Ondertussen is het eind maart 2016 en mam heeft nog steeds moeite met de begeleiding van de thuiszorg. Met de twee meiden die er als eerste bij waren klikt het inmiddels goed, maar met de andere twee voor geen meter. Ook bij de dagbesteding gaat het wisselend, soms goed, soms niet. Ik weet me af en toe geen raad met de situatie.

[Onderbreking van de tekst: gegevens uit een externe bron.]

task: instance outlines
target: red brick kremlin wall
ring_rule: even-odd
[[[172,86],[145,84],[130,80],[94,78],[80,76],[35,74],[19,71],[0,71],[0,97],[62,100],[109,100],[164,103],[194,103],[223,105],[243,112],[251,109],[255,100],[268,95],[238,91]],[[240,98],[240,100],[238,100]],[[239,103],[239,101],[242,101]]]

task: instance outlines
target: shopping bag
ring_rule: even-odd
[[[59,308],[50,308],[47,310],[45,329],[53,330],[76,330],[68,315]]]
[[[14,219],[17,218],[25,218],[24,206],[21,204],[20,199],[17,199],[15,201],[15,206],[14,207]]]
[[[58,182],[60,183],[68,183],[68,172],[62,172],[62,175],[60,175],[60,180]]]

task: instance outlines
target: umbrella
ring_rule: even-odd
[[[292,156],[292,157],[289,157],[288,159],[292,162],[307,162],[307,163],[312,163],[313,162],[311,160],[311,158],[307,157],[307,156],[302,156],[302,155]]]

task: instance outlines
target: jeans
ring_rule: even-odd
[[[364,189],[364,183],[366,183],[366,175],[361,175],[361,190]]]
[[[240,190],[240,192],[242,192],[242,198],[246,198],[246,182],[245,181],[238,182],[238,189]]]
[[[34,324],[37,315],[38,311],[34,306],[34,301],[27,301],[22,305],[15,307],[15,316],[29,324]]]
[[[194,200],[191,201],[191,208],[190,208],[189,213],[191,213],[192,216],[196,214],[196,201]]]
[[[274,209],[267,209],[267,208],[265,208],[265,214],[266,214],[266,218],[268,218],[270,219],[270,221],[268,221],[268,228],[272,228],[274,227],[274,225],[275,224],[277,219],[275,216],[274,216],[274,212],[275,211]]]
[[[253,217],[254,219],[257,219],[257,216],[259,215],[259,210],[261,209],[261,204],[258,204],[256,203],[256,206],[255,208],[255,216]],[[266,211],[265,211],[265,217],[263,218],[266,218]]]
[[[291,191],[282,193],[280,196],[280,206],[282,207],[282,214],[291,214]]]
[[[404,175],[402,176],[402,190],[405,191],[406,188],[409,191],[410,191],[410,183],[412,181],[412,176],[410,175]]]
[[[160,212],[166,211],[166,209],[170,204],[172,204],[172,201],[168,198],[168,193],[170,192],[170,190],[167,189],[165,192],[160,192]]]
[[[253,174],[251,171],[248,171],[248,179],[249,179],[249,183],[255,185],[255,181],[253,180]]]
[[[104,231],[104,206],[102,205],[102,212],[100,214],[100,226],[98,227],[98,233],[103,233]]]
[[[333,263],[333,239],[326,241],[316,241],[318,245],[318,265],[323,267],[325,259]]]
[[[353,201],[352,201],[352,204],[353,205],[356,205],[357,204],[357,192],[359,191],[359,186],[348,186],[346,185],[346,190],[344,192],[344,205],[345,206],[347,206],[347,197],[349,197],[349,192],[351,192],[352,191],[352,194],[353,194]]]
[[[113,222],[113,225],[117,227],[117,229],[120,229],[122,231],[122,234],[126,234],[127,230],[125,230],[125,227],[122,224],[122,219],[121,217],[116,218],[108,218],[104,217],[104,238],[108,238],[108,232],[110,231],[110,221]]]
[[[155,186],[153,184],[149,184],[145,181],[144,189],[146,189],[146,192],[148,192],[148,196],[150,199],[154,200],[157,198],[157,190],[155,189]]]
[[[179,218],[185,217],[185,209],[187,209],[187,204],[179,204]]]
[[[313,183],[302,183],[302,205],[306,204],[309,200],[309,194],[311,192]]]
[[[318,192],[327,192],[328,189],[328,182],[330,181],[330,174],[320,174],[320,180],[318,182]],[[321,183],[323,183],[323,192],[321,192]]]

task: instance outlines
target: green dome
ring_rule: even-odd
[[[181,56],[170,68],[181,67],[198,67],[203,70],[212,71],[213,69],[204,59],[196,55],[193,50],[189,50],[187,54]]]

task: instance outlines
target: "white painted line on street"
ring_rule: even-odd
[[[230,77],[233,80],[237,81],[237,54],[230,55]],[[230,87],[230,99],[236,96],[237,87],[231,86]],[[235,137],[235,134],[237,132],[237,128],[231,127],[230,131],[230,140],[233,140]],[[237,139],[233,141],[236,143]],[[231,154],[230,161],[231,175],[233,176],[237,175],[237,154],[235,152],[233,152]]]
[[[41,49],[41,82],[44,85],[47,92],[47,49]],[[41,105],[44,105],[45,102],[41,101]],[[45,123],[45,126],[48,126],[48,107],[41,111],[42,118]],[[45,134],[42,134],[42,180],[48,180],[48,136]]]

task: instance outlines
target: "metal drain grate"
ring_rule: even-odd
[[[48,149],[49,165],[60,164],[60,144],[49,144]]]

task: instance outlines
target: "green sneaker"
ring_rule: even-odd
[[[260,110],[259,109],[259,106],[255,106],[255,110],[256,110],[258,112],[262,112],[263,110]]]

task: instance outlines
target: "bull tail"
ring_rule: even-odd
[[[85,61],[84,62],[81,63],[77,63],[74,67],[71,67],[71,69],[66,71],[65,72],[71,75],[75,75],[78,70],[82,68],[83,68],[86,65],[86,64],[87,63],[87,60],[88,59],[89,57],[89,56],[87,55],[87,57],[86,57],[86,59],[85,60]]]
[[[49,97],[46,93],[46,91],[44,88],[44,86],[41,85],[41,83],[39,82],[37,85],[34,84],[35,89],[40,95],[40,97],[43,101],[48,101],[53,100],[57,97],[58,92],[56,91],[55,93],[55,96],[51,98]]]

Ik heb met de dagbesteding besproken dat mama 2x per week een halve dag komt. Een hele dag is te lang, ze ontspant er niet en wordt erg emotioneel door de vermoeidheid. Ze huilt dan veel. De halve dagen gaan redelijk. ’s Morgens is er iemand van de thuiszorg die helpt met het ontbijt en wacht tot mam wordt opgehaald. ’s Middags haalt iemand van de thuiszorg mam weer op, want bij een halve dag is er geen vervoer terug. Op deze manier vullen we toch 2 hele dagen voor mama. Ook al blijft het enorm puzzelen met alle uren die er in een dag overblijven. Mam is doorgaans moe als ze wordt opgehaald, in een groep vreemde mensen kost haar erg veel moeite.
Chagrijnig
Op de momenten dat de thuiszorg er is, wisselt er veel qua aanwezigheid van begeleiding. De meiden kunnen vaak niet een hele middag, dit past niet in hun rooster. Met een van de dames klikt het helemaal niet, als zij komt doet mam steevast de deur weer dicht. Ze wil dan niets, loopt de hele tijd te chagrijnen. Gooit het eten weg dat voor haar wordt gemaakt. Ik vind dit supermoeilijk om te horen, want ik heb geen alternatief. Wanneer ik dit met mijn moeder bespreek, zie ik dat ze zich echt ongemakkelijk voelt over de thuiszorg. Ze wil zo graag zelfstandig zijn. Ik leg haar uit, dat het niet anders kan. Dat ik ook naar mijn werk moet, terwijl zij niet alleen wil zijn. Dat die dames voor háár er zijn, niet voor zichzelf. Dat ze echt wat liever moet doen, anders komen ze straks niet meer. Mam moppert wat voor zich uit.
Autoritair
Ook als ik het met mam over de dagbesteding heb, zegt ze altijd dat ze niet wil. En ook in deze gesprekken stel ik me autoritair op. Ik antwoord dan dat ik ook wel eens geen zin heb om naar mijn werk te gaan, maar dat ik dan toch moet. Dat dit geen reden is om thuis te blijven, omdat we thuis voor haar geen begeleiding hebben. Dat ze na de lunch weer naar huis mag. Ze sputtert dan niet tegen.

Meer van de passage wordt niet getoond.